According to the commission, a record 2074 small businesses sought help in resolving their business disputes over the past year.
Retail leasing remained the primary concern, with 1040 dispute applications under the Retail Leases Act 2003 received by the VSBC, a rise of over 13 per cent on the previous year.
“In 2018–19 our team handled 9,572 phone enquiries. The majority of queries related to rights and obligations under retail leases, with a further significant proportion involving disputes that arose between businesses more generally,” the report states.
Nationwide retail leasing concerns
The results, while refined to the state of Victoria, mirror concerns raised across the board, with retail leasing earmarked a significant barrier to small business and franchisee profitability.
Tighter lending conditions in the wake of the Royal Commission into the banking sector, coupled with a rising rental market have also restricted growth for small business owners.
The issue has been brewing for some time, however, with the NSW government going so far as to introduce a voluntary shopping centre code earlier this year. Under the code, centres would provide a variety of benchmarking data to their tenants, such as moving annual totals, door counts and sales per square metre by category.
Irrespective, retail leasing wasn’t the only cause of dispute identified in the VSBC report.
Additional causes of dispute
Small businesses also revealed that a fundamental misunderstanding of their rights and responsibilities with regard to contracts had also proven a cause for concern. More than 16 per cent of the total applications for assistance received related to disputes over contractual rights and responsibilities.

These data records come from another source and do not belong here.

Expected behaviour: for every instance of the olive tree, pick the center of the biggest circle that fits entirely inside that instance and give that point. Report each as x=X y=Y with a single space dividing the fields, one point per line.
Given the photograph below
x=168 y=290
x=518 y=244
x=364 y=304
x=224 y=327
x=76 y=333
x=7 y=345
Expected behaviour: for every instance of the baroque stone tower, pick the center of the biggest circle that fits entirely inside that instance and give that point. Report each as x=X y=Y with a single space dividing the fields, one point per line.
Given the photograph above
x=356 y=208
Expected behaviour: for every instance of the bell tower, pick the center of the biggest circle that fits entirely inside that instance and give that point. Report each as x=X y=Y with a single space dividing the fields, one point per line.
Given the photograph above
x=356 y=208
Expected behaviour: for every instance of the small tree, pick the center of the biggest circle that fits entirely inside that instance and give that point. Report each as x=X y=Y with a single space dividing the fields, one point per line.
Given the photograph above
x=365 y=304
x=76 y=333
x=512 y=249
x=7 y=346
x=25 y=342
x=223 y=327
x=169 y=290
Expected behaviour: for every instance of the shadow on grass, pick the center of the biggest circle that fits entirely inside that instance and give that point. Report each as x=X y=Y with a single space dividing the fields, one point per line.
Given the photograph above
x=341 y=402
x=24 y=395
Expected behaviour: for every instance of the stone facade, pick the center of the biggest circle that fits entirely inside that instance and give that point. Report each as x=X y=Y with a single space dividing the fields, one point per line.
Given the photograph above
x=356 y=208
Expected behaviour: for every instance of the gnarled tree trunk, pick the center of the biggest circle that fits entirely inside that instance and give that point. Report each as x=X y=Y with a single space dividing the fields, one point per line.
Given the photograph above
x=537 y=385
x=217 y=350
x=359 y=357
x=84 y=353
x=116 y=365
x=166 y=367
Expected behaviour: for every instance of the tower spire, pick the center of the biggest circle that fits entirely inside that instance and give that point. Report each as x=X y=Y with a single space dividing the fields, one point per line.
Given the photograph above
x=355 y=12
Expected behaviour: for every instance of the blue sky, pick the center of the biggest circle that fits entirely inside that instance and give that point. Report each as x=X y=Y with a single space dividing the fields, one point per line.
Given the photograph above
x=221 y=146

While on the outside, the record number of assistance applications may seem like the problems are swelling, commissioner Judy O’Connell suggested it demonstrated that more small businesses are following the appropriate resolution process.
The commissioner revealed that more matters are being resolved early on with guidance and support, with 82 per cent of the matters that did go to mediation reaching agreement.
“It really does show the value of our stronger efforts to engage small businesses about their rights and responsibilities and to promote our quick, effective and low-cost dispute resolution service,” O’Connell said.
“We’ve also strengthened our work in advocacy by rolling out our Small Business Friendly Council initiative, where we’re working with councils to provide greater supports to local businesses.”
For franchisees, the report highlights the need to perform accurate due diligence. Many disputes, particularly around contractual rights and responsibilities can be alleviated through consultation with a franchise accountant and lawyer.